As if on cue, the man jiggl
ed the handle.
“Bloody hell.” Perhaps, he’d be better off sacking her after all. “This goddamn house better be ablaze,” he thundered. His cane was resting against the side of a nearby side table. Derek grabbed it and used it as leverage to heave himself up. He limped across the room just as Harris tried the handle once more.
The man tumbled unceremoniously into the room. “Thank goodness,” he breathed. Harris picked up the tray and note and then climbed quickly to his feet, with agility Derek himself had once possessed in abundance.
Regret coursed through him with a powerful force. “What do you want, Harris?” he snapped, annoyance churning through him.
The servant opened his mouth. And then closed it. And then opened it again. He spoke with the wonder of the man who’d discovered the New World. “You called me Harris.”

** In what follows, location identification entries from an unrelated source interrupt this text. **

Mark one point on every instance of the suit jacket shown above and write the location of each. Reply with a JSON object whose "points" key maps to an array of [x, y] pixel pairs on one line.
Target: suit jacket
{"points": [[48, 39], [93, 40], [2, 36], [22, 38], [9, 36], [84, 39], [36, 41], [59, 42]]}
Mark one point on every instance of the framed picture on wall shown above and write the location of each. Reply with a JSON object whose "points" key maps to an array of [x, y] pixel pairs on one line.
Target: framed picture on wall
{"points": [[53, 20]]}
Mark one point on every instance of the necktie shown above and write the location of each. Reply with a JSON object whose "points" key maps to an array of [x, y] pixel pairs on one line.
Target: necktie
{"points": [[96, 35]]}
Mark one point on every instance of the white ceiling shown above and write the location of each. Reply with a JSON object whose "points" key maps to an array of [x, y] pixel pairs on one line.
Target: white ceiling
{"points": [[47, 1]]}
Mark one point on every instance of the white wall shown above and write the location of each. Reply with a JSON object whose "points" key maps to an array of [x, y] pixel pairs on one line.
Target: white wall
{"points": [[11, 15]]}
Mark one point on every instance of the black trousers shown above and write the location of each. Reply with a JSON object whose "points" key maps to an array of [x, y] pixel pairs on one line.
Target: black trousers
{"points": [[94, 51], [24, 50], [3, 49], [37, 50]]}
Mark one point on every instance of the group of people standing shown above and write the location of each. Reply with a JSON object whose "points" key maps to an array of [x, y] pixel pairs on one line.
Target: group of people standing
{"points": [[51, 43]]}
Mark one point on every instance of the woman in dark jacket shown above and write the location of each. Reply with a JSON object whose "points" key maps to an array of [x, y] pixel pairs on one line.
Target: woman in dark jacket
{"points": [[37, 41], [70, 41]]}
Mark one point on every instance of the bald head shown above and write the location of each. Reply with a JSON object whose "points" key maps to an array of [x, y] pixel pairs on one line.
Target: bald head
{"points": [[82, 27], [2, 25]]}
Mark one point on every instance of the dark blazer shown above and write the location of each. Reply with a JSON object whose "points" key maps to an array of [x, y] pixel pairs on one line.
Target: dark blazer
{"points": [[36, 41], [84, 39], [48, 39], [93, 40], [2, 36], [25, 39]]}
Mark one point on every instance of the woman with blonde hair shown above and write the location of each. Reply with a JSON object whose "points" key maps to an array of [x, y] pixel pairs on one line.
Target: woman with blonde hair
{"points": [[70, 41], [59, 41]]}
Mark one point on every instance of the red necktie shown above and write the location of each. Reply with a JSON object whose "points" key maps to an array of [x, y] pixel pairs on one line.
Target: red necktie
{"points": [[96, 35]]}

Derek started. Well, Christ, he had. He’d studiously avoided knowing people by name and referring to them in any context. To do so only created a bond, even if a small one, that he no longer wanted with anyone. That isn’t true, a voice jeered at the back of his mind. You used Lily’s name and commanded her to use yours. Then there had been that searing kiss. He glowered at the butler. “Is that what was so important you’d knock my door down, Harris?” That exhale emerged as a slow, lethal hiss. “To discuss my—”
“It is Mrs. Benedict.”
Mrs. Benedict? He frowned. “What of her?” Before the brave, but foolish, man could reply, he gave his head a shake. He’d already turned over all responsibilities of the lady to Davies. Let the stiff, proper solicitor see to her and her blasted responsibilities so he could get on with trying to forget how perfect she’d felt in his arms. “Never mind,” he snapped out when Harris made to speak again. “All questions or inquiries about the lady,” you should be nice to the lady, “are to be directed to Davies.” Dismissing the man, Derek started to turn.
“But it is about Mr. Davies.” The butler’s agitated words froze him. He shot a look at Harris who stood ringing his hands together. “I just escorted Mrs. Benedict to her meeting with him.”